NICMx / Jool

SIIT and NAT64 for Linux
GNU General Public License v2.0
320 stars 66 forks source link

--pool4 --address could accept prefixes in CIDR notation #117

Closed toreanderson closed 9 years ago

toreanderson commented 9 years ago

When assigning an IPv4 pool, the command line utility won't let me specify the pool in CIDR notation:

$ jool --pool4 --add --address 185.47.42.0/24
Cannot parse '185.47.42.0/24' as a IPv4 address.

(BTW: There's a spelling mistake there, it should be «an IPv4 address».)

I can of course get around this by adding the addresses one by one in a shell loop, e.g.:

$ for n in {0..255}; do sudo jool --pool4 --add --address 185.47.42.$n; done
The address was added successfully.
[repeated 254 times]

However, this does feel a bit clunky, and it does take quite a bit of time (the above command took 15 seconds to run). It gets worse if you need a big pool4 to avoid port exhaustion, e.g., adding a /16 in this way would take over an hour. Is there any particular reason why --pool4 --address won't accept CIDR notation?

Tore

ydahhrk commented 9 years ago

Because we forgot early in development. Indeed, we need this improvement.

Also, the reason why it takes so long is because of the lousy "pool of numbers" implementation. This and issue #36 go hand-by-hand.

magg commented 9 years ago

I'd like to work on this issue

Here's my idea:

I see there are more issues related to this one. Is the poolnum module going to be rewritten?

ydahhrk commented 9 years ago
  • Validate the CIDR format in the user space application
  • Send the IP address and the maskbits to the kernel module
  • Add another method in pool4.c to get the list of IP addresses within the subnet and add them in a loop

Sounds good, thanks.

We would address the poolnum rewrite if we finish the other issues early. However, this is very unlikely, so it'll probably end up in milestone 3.4.0.

magg commented 9 years ago

Hi Alberto,

Is there a way to specifically handle IP's already inserted in the pool4? I see that the -EINVAL return code is in several points inside the method, maybe something else should replace that return code?
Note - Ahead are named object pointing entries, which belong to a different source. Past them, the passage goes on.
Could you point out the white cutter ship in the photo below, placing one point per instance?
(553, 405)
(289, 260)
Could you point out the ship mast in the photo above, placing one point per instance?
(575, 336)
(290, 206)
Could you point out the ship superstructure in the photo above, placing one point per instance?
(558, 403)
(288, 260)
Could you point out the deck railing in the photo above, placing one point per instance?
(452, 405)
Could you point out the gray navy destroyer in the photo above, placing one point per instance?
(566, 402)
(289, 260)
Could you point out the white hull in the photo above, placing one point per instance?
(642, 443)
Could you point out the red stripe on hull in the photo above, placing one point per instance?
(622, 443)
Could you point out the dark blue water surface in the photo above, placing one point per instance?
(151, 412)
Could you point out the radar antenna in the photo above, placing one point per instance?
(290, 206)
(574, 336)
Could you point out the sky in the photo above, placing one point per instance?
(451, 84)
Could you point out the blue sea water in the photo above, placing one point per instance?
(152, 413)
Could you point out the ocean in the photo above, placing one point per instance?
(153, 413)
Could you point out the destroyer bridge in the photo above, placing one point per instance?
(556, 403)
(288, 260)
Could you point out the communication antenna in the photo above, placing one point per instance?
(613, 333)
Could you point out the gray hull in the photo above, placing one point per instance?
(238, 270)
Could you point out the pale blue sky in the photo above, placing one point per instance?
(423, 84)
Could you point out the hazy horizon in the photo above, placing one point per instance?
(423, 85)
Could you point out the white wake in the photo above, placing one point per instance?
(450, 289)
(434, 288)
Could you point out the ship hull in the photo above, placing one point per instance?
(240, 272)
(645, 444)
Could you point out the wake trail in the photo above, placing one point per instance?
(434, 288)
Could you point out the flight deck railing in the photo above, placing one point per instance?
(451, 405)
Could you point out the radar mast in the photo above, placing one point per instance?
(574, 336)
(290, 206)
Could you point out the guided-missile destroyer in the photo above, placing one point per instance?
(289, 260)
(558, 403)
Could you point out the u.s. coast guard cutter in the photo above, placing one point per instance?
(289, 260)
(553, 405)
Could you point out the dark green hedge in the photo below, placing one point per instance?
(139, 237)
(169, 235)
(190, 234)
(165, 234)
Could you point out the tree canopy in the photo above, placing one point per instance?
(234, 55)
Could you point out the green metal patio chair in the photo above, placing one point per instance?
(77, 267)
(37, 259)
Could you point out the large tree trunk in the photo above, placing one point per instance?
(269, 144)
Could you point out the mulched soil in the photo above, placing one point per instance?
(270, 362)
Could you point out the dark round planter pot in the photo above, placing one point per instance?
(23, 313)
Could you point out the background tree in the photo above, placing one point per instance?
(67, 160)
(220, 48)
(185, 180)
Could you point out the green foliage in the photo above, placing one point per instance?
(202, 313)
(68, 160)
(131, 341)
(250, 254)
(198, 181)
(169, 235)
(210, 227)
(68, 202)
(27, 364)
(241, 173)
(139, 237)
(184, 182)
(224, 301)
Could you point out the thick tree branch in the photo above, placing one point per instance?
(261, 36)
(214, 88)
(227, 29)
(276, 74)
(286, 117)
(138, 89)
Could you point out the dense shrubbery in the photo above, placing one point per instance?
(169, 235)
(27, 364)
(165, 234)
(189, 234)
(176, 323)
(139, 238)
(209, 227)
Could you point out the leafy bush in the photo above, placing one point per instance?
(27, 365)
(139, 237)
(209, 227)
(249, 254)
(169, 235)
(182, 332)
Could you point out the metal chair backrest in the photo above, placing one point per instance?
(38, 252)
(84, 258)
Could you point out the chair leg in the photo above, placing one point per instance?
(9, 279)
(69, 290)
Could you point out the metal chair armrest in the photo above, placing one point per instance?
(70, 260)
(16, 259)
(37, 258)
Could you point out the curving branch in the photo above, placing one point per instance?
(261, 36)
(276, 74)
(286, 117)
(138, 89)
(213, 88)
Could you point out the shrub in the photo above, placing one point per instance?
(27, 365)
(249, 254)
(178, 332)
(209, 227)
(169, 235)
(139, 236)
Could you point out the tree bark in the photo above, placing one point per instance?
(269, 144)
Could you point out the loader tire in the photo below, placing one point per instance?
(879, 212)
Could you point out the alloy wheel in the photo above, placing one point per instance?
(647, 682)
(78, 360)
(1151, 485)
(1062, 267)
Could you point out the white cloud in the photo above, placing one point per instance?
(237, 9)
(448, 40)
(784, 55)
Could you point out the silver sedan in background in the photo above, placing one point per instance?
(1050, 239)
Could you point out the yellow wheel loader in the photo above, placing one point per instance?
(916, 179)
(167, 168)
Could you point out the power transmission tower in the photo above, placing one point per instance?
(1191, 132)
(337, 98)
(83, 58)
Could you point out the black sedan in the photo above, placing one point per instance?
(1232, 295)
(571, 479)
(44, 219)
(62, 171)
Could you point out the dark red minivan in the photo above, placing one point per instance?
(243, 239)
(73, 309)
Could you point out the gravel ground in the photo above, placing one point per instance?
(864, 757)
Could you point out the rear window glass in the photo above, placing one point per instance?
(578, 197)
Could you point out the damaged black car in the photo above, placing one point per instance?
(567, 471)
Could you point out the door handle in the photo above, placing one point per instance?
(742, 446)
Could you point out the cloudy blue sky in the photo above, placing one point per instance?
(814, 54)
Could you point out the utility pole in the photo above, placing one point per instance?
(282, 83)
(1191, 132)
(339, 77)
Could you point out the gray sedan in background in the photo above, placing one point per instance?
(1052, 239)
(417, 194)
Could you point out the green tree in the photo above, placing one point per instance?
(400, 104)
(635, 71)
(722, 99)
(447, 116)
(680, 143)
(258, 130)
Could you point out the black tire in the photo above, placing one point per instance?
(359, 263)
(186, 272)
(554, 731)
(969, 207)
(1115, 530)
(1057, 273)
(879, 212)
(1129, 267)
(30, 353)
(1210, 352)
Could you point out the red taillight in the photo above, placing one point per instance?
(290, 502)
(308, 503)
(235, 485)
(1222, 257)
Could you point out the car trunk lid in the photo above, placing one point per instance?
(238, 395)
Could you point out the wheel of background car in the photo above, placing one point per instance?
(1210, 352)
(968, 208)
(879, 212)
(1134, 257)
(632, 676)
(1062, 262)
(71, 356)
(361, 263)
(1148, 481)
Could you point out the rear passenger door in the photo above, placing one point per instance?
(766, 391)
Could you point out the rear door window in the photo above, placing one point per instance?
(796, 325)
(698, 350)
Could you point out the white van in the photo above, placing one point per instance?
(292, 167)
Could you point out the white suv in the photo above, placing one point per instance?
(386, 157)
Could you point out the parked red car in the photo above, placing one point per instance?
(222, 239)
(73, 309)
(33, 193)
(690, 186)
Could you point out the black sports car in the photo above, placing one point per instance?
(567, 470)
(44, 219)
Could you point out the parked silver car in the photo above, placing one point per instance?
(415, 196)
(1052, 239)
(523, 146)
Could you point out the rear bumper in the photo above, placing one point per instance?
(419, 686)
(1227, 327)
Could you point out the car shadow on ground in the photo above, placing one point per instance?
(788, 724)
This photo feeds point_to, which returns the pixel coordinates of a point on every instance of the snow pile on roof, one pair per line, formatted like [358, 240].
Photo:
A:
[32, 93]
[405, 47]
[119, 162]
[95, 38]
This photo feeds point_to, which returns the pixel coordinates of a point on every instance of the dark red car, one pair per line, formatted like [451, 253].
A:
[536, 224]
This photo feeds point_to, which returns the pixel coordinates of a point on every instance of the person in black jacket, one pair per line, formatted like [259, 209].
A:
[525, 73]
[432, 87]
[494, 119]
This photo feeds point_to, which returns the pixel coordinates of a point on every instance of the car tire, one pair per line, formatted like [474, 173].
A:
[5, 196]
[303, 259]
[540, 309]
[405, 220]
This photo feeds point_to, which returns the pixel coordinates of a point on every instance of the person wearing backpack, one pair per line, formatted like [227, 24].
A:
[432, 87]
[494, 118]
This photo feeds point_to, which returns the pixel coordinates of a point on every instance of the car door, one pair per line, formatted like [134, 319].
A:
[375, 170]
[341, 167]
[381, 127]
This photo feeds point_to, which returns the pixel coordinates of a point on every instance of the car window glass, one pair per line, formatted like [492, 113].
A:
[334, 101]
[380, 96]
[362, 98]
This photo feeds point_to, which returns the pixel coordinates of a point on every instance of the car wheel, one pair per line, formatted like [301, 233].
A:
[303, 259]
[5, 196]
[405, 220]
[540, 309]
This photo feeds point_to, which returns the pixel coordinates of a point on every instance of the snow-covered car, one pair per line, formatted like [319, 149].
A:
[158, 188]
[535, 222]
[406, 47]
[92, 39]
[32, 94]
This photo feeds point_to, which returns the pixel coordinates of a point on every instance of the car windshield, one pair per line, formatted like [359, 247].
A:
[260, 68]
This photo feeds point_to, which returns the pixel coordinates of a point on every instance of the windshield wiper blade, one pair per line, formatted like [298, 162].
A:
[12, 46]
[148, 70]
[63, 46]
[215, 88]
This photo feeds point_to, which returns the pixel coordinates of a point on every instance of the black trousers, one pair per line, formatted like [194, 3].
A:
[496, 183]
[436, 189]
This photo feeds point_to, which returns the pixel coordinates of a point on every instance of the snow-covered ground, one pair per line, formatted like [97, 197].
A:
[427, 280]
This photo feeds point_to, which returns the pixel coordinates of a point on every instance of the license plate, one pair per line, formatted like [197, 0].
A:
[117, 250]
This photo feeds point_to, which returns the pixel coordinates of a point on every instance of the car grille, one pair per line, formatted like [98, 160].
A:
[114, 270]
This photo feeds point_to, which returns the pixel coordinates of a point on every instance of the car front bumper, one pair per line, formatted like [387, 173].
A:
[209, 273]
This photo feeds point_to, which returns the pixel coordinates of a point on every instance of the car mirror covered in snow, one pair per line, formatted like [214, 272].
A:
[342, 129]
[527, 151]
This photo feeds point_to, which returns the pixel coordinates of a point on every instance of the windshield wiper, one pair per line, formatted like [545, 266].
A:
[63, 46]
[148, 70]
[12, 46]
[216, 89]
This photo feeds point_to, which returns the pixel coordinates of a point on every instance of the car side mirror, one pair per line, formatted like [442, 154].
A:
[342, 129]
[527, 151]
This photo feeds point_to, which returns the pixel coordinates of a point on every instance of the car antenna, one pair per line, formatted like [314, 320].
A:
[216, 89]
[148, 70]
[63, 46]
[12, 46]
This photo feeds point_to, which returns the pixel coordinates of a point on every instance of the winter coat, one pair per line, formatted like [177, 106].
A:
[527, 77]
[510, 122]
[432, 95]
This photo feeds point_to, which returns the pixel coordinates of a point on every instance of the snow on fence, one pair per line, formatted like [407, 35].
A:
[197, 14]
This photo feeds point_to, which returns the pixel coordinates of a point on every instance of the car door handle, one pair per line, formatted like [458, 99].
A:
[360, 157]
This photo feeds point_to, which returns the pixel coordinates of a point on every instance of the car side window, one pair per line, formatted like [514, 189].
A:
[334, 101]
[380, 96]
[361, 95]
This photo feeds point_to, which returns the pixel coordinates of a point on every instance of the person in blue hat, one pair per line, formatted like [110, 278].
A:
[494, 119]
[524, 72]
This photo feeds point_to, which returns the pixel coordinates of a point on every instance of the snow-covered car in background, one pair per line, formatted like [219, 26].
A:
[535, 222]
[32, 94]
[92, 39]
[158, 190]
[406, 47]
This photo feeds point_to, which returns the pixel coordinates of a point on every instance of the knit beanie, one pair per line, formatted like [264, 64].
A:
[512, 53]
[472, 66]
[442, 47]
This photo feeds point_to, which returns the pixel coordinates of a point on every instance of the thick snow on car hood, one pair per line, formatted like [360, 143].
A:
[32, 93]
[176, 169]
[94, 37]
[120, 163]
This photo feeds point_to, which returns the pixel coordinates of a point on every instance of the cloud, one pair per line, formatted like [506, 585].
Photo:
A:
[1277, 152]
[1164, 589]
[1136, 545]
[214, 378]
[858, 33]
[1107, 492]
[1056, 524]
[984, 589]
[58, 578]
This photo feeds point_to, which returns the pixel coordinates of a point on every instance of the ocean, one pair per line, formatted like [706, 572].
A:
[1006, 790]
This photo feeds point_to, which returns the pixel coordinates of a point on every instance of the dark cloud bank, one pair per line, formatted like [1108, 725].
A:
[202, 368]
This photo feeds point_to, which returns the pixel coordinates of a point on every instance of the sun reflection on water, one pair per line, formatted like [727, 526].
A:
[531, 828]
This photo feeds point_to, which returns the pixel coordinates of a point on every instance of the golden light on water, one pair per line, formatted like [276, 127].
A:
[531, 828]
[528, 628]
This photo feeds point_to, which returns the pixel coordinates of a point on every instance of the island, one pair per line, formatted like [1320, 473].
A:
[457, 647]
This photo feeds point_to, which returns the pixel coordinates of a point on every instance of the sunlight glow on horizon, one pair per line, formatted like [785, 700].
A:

log_err("Address %pI4 already belongs to the pool.", addr); return -EINVAL;

While doing some testing to fix this issue, my loop can't continue if it encounters an IP that's already in the pool4:

root@ubuntu:/home/magg/NAT64/mod# jool -4 -d
192.0.2.2
  (Fetched 1 addresses.)
root@ubuntu:/home/magg/NAT64/mod# time jool -4 -a --address 192.0.2.2/24
Invalid input data or parameter (System error -7)

real    0m0.171s
user    0m0.000s
sys 0m0.006s
root@ubuntu:/home/magg/NAT64/mod# dmesg | tail
[24339.192513] Adding an address to the IPv4 pool.
[24339.193322] maxhosts: 256
[24339.193921] IP: 192.0.2.2
[24339.194747] Maskbits: 24
[24339.195678] Network: 192.0.2.0
[24339.196162] Broadcast: 192.0.2.255
[24339.196841] usable IP: 192.0.2.0
[24339.274031] usable IP: 192.0.2.1
[24339.343379] usable IP: 192.0.2.2
[24339.343729] Jool ERROR (pool4_register): Address 192.0.2.2 already belongs to the pool.
ydahhrk commented 9 years ago

That's weird. We should be using EEXIST there.

in pool4_register():

log_err("Address %pI4 already belongs to the pool.", addr);
return -EEXIST;

in pool4_cidr_range() something like:

error = pool4_register(temp);
if (error == -EEXIST)
    continue; /* whatever */
else if (error)
    return error;

Is that what you're looking for?

magg commented 9 years ago

yep thanks!

magg commented 9 years ago

I'm afraid that after some testing, adding a block of /24 still takes around 16 seconds and sometimes the kernel will run out of memory, adding a block of /16 will certainly crash the kernel

here's the stack trace: https://gist.github.com/magg/78c56d04b1f58aae9b43

Note: I'm using a vmware instance with 1GB of ram to do the testing

ydahhrk commented 9 years ago

It's to be expected. While the redundant netlink messages used to contribute to the lag, the main problem is poolnum.

The memory problem is caused by the massive and continuous arrays allocated by poolnum and the lag is caused by the shuffling immediately after. Both problems are #36's fault, but inserting addresses in CIDR notation makes it more horribly noticeable.

Edit: I just confirmed. It's not a kernel crash; it's a warning. The system is unable to allocate more memory, but it keeps functioning normally. If I remove Jool, Ubuntu's system monitor reports the memory goes back to normal.

magg commented 9 years ago

nice!

ydahhrk commented 9 years ago

Sorry it took so long. (Also, the glitch I told you by mail was nonsense on my part.) It's still going to take a couple of days before the release can be seen in jool.mx, and we will close all the milestone issues then.